The opening track, ‘The Concept’, begins in a wail of feedback before the lyrics come in on top of a reverberating, distorted G chord.  The opening progression of the top line melody (G – F# – E) is the same as The Beatles’s ‘All You Need is Love’, but this is a love story rewritten for the late twentieth century.  “She wears denim wherever she goes / Says she’s gonna get some records by the Status Quo / Oh yeah” croons Norman Blake, looking at an incongruous object of his affections.  By 1991 there’s not the same sense of utopia as in that 1967 TV broadcast.  This is a realistic love, in which the woman ‘don’t do drugs / but she does the pill’.  The tone is closer to the novelists from not so far away in Scotland who were beginning to cut their teeth in the early 1990s like Irvine Welsh and Alan Warner.

Listening to the band playing the outro to ‘The Concept’ at the Teenage Fanclub show at Manchester Academy 2 in 2010, I remember having a profound physical reaction.  Hairs standing up on the back of my neck.  Choking back a sob at the beauty of the interplay between the harmonies and Raymond McGinlay’s guitar solo (I am a pathological non-cryer).

‘What You Do To Me’: five chords (depending on how you count it), four lines of lyrics.  Cyclical, crystalline power-pop perfection.

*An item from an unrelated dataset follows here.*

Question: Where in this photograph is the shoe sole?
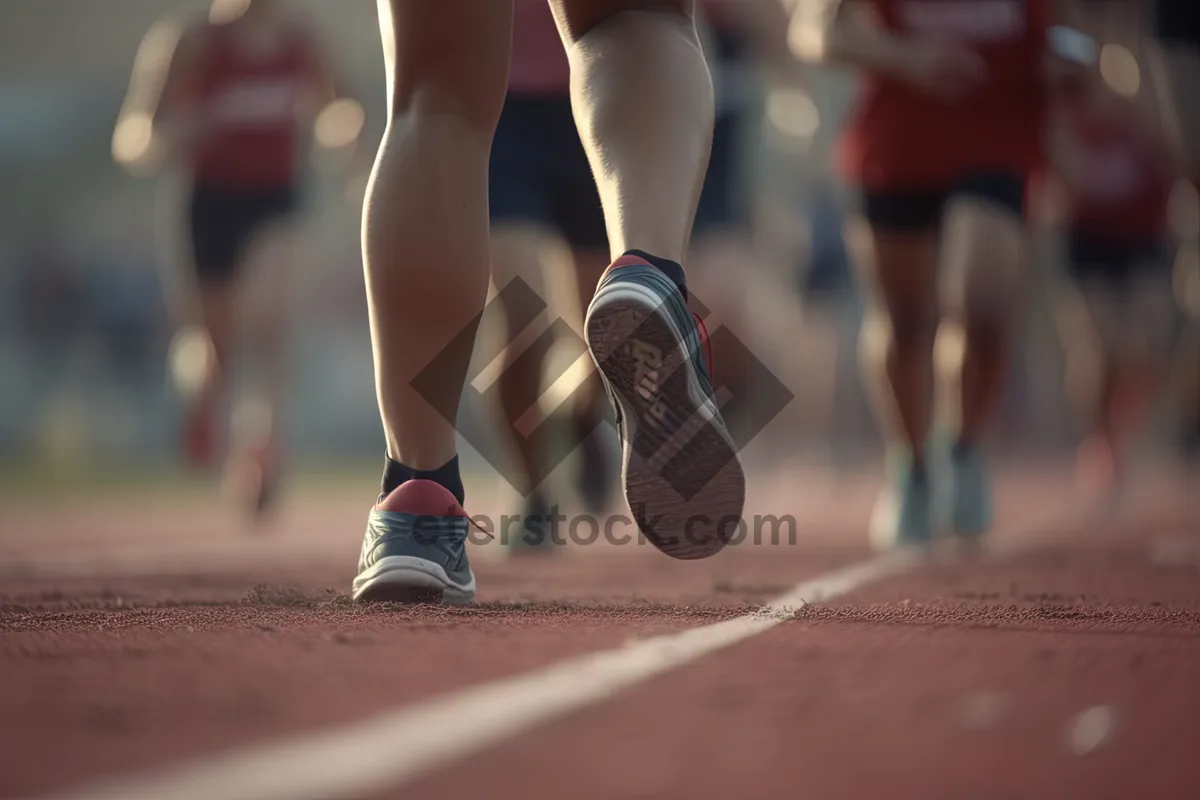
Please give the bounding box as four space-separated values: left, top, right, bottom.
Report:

I can never quite decide whether ‘Star Sign’ is for or against superstition.  Great song and riff though.

There’s something about the F Aug chord which makes the chord progression in ‘Metal Baby’ so seductive…

‘Alcoholiday’ is one of those classic love/drugs (love (of) drugs) songs (see also: The La’s, ‘There She Goes’).  But it also explores the uncertainty of the aftermath, lying awake questioning everything in the silence and darkness after a skinful, wondering whether you did anything really shameful.  The bridge is the heart of the song, and as Gerry Love sings about being ‘led a course you can’t command’, and concluding that ‘Baby, I’ve been fucked already’ it’s difficult to know whether he’s talking about sex, love, intoxication, addiction, outsiderdom, unemployment, political disenfranchisement, or an unholy combination of them all.

‘Is This Music?’  Bringing joy to shoegaze by pastiche for nearly thirty years.